I am proudly Canadian. I don’t care what those online surveys and questionnaires tell me. I am proudly Canadian.
I am writing this on Canada Day, you are reading it a few days later. I just spent the day mingling with fellow Canadians – though I am not sure how many people were actually Canadian at the festivities but they were celebrating the country.
After a long day of what I considered patriotism, I came home to write my column and surf online for a little bit. That’s when I saw what I see every year on July 1: the quizzes that try to make you feel bad you know nothing about Canada – or on the flip side, make you feel like a genius about Canuckland. (And I can almost guarantee you the people writing those quizzes spent hours doing research and probably didn’t know the answers themselves.)
So I might not know the fourth president… er, prime minister of our country. I might not know the history of the people on our money. Hell, I don’t even know why we have curling license plates in Manitoba.
What I do know is I am happy living in this country. I know that I feel safe in this country. I know that I have a voice in this country. I know that I am lucky to have been born in this country.
There’s a lot of stuff I know that, get this, wasn’t taught in school. There’s a lot of stuff I probably forgot that I was taught in school. At the end of the day, I know what it means to be Canadian.
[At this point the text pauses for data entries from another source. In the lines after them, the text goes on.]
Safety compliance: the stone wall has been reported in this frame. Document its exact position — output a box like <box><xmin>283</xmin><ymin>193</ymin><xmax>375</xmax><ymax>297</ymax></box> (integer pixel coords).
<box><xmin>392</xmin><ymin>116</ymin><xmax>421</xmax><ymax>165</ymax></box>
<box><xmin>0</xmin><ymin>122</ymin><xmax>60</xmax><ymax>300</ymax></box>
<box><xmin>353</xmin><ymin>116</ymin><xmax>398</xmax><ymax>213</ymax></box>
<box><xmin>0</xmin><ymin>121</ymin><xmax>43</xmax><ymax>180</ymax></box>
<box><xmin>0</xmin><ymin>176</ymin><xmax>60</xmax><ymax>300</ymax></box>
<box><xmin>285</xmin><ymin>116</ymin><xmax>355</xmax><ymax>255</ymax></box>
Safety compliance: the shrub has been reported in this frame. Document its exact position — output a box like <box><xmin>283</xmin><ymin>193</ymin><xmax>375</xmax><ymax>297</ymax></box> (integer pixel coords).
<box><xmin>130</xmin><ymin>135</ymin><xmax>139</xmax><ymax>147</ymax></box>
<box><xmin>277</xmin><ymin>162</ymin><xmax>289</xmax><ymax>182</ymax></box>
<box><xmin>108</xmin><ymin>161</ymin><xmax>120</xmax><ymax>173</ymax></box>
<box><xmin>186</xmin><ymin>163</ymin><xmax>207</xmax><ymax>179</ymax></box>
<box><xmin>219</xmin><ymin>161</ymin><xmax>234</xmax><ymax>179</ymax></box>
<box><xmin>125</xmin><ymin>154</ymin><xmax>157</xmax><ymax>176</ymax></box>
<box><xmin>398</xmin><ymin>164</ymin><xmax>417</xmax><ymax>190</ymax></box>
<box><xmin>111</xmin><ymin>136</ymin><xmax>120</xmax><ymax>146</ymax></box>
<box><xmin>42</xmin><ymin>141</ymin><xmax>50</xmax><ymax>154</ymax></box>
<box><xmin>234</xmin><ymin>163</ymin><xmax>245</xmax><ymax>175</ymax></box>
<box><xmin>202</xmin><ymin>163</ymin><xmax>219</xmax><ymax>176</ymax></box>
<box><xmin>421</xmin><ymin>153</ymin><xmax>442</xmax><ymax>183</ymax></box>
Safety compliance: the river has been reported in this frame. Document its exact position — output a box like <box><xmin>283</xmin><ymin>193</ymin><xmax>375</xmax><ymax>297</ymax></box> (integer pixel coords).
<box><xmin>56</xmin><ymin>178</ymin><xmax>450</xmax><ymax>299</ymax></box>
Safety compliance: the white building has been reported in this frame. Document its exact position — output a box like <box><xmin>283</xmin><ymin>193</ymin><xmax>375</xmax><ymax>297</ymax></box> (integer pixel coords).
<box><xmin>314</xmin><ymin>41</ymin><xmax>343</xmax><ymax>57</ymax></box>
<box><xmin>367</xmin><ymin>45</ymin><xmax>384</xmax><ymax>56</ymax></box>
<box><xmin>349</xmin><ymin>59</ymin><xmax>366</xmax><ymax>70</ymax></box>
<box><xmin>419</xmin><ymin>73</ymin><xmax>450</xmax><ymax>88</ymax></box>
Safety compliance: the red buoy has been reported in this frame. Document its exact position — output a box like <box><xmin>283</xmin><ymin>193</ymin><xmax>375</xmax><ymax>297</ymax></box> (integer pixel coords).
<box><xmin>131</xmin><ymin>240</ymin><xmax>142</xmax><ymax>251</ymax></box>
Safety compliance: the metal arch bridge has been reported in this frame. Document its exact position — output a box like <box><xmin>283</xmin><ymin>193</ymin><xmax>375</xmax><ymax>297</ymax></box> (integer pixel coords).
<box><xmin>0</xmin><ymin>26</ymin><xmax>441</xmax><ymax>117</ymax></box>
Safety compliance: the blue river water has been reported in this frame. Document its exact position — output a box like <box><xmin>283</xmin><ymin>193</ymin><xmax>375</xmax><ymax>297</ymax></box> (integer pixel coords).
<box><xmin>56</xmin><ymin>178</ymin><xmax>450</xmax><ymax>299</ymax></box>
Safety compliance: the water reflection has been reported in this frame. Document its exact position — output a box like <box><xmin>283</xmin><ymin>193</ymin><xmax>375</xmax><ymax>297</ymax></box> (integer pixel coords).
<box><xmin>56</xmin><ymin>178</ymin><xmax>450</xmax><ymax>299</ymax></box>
Being Canadian is being polite. Being Canadian is being open minded. Being Canadian is being respectful. Being Canadian is being tolerant. Being Canadian is a whole list of things I couldn’t fit into this column even if I tried.
I know that on July 1 I will wear red and white and join a sea of people who are eager to wave flags, sing the anthem and rally together for an amazing fireworks display at the end of the night. Is it fourth of July calibre? Not really. But we’ve never been a country to go over the top on our festivities… unless it’s a gold medal hockey game.
Canada Day should be every day in this fine country.